A division of rent based on square feet or any fixed list of elements can’t take every individual preference into account. And negotiation without a method may lead to conflict and resentment.

… I came across a paper by Francis Su, a math professor at Harvey Mudd College in California, about a mathematical proposition discovered in 1928 by the German mathematician Emanuel Sperner. It is called Sperner’s lemma.

The connection between Sperner’s lemma and rent division was first published by Dr. Su in a 1999 paper titled “Rental Harmony: Sperner’s Lemma in Fair Division.”

[…]

Dr. Su realized that it might be related to another problem he had heard about, in which a group has to divide a theoretical cake when some want frosted flowers or an edge with more frosting.

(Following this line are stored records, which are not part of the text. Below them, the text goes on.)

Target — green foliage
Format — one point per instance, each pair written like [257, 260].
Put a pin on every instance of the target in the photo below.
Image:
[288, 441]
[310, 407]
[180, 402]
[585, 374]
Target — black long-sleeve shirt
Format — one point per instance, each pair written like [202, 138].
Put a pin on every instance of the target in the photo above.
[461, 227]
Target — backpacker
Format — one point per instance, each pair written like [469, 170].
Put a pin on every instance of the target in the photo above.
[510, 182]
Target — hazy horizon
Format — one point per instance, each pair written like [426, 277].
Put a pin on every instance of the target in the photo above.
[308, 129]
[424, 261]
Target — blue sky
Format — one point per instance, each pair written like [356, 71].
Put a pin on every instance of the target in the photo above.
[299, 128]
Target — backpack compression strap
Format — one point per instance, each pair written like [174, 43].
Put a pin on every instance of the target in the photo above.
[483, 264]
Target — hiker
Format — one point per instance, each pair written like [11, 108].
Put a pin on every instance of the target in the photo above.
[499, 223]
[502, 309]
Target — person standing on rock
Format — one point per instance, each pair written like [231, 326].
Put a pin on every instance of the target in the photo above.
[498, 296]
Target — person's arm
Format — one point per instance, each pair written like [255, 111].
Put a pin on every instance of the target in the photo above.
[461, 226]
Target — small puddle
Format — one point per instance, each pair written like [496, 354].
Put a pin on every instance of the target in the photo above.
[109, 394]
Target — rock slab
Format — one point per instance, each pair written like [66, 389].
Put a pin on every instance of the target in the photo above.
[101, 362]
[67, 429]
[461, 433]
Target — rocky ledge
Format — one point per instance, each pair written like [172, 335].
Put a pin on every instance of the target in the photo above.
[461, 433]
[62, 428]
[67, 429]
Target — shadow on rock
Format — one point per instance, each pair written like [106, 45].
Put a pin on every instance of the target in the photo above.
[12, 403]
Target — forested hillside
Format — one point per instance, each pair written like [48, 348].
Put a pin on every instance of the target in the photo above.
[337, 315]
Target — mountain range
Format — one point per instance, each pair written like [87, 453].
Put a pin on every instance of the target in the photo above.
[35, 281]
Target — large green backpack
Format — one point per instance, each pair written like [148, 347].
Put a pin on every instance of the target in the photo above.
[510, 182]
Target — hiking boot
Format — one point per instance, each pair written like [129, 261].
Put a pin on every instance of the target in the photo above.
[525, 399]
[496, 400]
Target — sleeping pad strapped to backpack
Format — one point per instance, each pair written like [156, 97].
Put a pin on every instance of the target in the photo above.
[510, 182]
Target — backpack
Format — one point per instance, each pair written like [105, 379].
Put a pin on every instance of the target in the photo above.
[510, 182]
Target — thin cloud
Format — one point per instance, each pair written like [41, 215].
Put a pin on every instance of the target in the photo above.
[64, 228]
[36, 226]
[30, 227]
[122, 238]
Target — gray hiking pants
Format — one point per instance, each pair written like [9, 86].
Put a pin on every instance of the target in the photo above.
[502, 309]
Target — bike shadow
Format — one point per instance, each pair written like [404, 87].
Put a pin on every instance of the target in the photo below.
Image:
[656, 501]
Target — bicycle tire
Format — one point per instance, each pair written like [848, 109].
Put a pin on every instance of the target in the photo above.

“The trick is to design a procedure to have everyone act in their own self-interest and have an outcome that’s fair,” he said in an interview.

[…]

To promote the use of the new methods being invented, Ariel D. Procaccia, a computer science professor at Carnegie Mellon University, has been working on a website, Spliddit, to help people use these methods to fairly divide things like the order of names of co-authors on a scientific paper or prized possessions in a divorce.

“There are all these examples of really nice ways to solve the problem,” he said, “but nobody’s using them.”